University of New Mexico Press  

September 1, 2022 

216 pages 

Softcover and eBook 

978-0-8263-6407-4 

 

 

In Dallas writer C.W. Smith’s enticing new novel, Girl Flees Circus, a sleepy, isolated hamlet suddenly is knocked out of its doldrums by a dramatic event. One day in the late 1920s, an out-of-fuel biplane suddenly crash-lands in the middle of the only road leading into No Name (that’s its name), New Mexico, a tiny settlement that has not yet gotten electricity or telephones. The plane narrowly misses a Model T Ford driven by the local schoolteacher, Mabel Cross, and incurs some damage both from its rough landing and from Leonard, an awkward young handyman, who accidentally tears some holes in the biplane’s fabric while trying to help the pilot he assumes is male. 

 

The flier is female, a 19-year-old aviatrix named Katie Burke. She has suffered some minor injuries. But some of the gathered locals insist they can take care of her wounds, fix her plane, and keep her entertained until the county sheriff comes around in the near future. They are quite curious to know more about this daring young woman who has glided down from the sky. 

 

When Katie tries to apologize for the trouble she has caused them, Mabel Cross is quick to tell her: “Well, whatever trouble you might be, we’re inclined to call excitement.” Leonard, the 18-year-old handyman, quickly develops “a case of heartthrob.” And later, Howard, a stern World War I veteran, has to face his hard feelings about his estranged daughter, Isabel, after his wife, Louise, sews up Katie’s cuts and lets her wear some of Isabel’s clothes. Others try to help, as well, not yet aware that Katie is in trouble for real.  

 

In a fit of anger at a pilot she thought would marry her, she took off in the biplane without permission and now has flown it all the way from North Carolina, making numerous stops while hoping to reach California and find her father. After crossing West Texas, she hit a storm just inside New Mexico, ran out of fuel, and had nowhere to land except No Name. Katie also has arrived with something of a checkered past. She has grown up in an air-circus family, now separated. Her mother is a wing-walker who took off with another air-circus performer.  And her father is an often-drunk pilot who has flown barnstorming aerobatics.
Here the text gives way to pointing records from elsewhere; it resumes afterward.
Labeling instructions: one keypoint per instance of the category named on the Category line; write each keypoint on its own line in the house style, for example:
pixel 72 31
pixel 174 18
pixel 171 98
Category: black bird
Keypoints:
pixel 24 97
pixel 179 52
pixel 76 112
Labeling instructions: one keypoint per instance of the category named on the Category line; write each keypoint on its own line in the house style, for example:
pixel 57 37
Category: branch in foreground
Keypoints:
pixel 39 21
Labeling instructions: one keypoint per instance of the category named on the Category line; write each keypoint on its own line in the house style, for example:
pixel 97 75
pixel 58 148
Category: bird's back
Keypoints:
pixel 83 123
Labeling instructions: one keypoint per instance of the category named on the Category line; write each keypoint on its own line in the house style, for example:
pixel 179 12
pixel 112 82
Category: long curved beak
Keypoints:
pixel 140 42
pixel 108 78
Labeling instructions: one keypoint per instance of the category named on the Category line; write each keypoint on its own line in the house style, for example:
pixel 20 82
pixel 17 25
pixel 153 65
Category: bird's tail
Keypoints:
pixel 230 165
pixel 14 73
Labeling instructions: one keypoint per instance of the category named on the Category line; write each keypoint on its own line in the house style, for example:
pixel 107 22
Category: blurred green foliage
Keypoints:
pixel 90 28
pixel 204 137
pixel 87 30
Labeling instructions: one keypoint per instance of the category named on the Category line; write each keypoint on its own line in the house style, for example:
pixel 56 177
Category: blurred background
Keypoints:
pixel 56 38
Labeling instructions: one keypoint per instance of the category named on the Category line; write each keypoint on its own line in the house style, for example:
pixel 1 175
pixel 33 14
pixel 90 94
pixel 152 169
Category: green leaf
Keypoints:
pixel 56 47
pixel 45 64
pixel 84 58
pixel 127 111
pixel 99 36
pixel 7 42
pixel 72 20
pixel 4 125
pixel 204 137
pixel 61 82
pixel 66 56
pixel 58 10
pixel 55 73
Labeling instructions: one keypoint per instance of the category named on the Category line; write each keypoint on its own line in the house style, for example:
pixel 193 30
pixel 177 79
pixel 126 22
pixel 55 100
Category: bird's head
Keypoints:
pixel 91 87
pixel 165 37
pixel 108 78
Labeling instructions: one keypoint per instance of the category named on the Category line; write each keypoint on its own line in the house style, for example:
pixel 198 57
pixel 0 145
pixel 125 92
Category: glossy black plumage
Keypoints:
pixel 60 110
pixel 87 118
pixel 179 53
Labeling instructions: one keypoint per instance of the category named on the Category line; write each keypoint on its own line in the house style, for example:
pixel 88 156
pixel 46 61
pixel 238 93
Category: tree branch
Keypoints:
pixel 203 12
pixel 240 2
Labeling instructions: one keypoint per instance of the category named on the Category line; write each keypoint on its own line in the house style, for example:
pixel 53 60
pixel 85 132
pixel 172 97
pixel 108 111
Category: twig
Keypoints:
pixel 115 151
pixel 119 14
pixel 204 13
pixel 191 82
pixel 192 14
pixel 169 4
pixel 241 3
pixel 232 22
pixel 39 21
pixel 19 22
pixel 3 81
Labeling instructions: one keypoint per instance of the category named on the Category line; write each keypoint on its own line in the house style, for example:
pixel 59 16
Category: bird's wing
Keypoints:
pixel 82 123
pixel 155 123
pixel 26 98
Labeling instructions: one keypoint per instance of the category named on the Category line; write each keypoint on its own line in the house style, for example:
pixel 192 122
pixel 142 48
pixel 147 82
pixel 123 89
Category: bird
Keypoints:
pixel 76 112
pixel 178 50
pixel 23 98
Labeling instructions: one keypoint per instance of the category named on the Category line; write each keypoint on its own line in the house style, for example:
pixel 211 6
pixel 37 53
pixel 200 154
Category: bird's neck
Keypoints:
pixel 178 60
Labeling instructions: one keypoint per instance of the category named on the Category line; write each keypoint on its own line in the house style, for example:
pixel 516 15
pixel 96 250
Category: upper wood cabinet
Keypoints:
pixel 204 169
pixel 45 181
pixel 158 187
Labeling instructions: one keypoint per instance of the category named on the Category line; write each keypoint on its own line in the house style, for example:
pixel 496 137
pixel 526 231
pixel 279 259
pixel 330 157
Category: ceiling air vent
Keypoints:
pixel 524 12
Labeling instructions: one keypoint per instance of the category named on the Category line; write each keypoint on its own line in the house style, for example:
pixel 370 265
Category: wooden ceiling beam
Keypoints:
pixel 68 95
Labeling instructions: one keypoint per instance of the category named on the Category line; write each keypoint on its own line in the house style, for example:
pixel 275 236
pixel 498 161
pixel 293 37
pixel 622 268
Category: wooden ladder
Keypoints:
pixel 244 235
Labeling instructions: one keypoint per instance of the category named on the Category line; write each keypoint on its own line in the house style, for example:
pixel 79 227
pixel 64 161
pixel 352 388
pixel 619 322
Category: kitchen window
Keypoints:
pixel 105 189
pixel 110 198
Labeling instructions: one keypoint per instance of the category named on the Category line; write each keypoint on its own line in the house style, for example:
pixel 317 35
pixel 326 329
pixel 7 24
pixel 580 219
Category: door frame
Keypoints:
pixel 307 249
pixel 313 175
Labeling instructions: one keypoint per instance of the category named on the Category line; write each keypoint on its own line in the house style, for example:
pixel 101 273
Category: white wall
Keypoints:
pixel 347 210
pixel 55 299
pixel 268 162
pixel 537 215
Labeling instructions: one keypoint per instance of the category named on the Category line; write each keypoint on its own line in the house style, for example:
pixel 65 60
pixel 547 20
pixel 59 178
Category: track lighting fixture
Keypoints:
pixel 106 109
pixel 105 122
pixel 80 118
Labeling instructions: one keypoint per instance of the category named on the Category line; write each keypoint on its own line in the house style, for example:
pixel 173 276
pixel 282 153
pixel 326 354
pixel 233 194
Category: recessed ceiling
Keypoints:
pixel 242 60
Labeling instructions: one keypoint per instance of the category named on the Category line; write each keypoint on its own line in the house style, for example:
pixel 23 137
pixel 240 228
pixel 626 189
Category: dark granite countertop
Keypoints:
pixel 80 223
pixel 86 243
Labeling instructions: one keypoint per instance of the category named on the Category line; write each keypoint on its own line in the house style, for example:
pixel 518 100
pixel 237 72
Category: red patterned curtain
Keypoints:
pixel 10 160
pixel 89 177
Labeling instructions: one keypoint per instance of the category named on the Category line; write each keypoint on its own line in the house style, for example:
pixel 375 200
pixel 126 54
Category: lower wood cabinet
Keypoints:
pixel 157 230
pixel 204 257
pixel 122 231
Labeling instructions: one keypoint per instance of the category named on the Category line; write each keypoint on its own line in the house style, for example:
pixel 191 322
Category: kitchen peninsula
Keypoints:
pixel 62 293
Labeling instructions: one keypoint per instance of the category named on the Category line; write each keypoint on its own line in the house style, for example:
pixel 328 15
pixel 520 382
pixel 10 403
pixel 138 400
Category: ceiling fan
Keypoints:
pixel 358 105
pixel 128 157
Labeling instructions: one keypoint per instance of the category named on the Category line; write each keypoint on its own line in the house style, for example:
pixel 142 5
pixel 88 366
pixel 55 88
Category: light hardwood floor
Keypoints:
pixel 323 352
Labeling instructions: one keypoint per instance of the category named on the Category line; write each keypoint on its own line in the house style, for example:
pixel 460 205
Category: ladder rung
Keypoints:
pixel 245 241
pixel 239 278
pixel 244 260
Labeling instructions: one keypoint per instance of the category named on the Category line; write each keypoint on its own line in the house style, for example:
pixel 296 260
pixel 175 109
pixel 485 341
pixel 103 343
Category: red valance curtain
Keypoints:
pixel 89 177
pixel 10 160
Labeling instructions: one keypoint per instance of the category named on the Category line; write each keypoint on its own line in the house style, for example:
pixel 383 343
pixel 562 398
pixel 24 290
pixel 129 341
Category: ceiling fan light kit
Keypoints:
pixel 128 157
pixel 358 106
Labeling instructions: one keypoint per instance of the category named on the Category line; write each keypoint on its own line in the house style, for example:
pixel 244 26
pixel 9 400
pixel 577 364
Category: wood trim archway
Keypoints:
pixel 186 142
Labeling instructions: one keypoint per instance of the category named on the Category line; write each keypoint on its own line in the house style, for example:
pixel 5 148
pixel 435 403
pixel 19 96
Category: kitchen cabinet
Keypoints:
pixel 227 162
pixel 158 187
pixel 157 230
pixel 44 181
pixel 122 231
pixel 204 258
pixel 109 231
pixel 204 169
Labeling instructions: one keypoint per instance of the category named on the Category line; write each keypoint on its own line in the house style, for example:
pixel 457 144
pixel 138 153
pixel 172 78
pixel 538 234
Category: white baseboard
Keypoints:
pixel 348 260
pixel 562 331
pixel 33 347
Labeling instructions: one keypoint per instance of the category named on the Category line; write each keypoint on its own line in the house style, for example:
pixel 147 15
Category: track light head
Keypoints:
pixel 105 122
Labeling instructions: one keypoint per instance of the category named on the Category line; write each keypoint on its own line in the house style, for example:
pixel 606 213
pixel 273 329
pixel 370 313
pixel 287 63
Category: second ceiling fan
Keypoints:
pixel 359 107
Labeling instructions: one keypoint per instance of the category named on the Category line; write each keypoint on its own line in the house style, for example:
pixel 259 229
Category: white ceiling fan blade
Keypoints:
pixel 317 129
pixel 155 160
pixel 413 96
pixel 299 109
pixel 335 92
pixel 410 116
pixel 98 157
He taught Katie to fly at age fifteen and then took her with him to handle his airmail routes and other aerial assignments when he was too hungover to work the controls.  

 

Katie’s history, her snap decision to head out on her own, and her fortitude all intrigue other characters in Smith’s new book. They begin, in different ways, to realize that they, too, can change their lives. And the choices they make for themselves become a key part of this absorbing, entertaining novel.      

 

Girl Flees Circus is also a spirited salute to the exploits and courage of “the aviatrixes of the 1910s and 1920s,” C.W. Smith notes in his book’s afterword. Smith grew up in Hobbs, New Mexico, and heard tales that Amelia Earhart had made an emergency landing on a Hobbs road in 1928 and spent the night there while attempting her first coast-to-coast flight. “Like many Americans,” he writes, “I grew up thinking Amelia Earhart was the only notable woman pilot in the twentieth century, her fame solidified by her doomed effort at flying around the globe and the mystery of its end.” But, by one count taken in 1930, Smith notes, some two hundred women had earned pilot’s licenses. “My protagonist, Katie Burke, is quick to let her people know that she is only one among many.” 

C. W. Smith  is an award-winning author of novels, short stories, essays, and a memoir. His works include  Steplings, Buffalo Nickel, and  Letters from the Horse Latitudes. A native of Hobbs, New Mexico, Smith now lives in Dallas, Texas.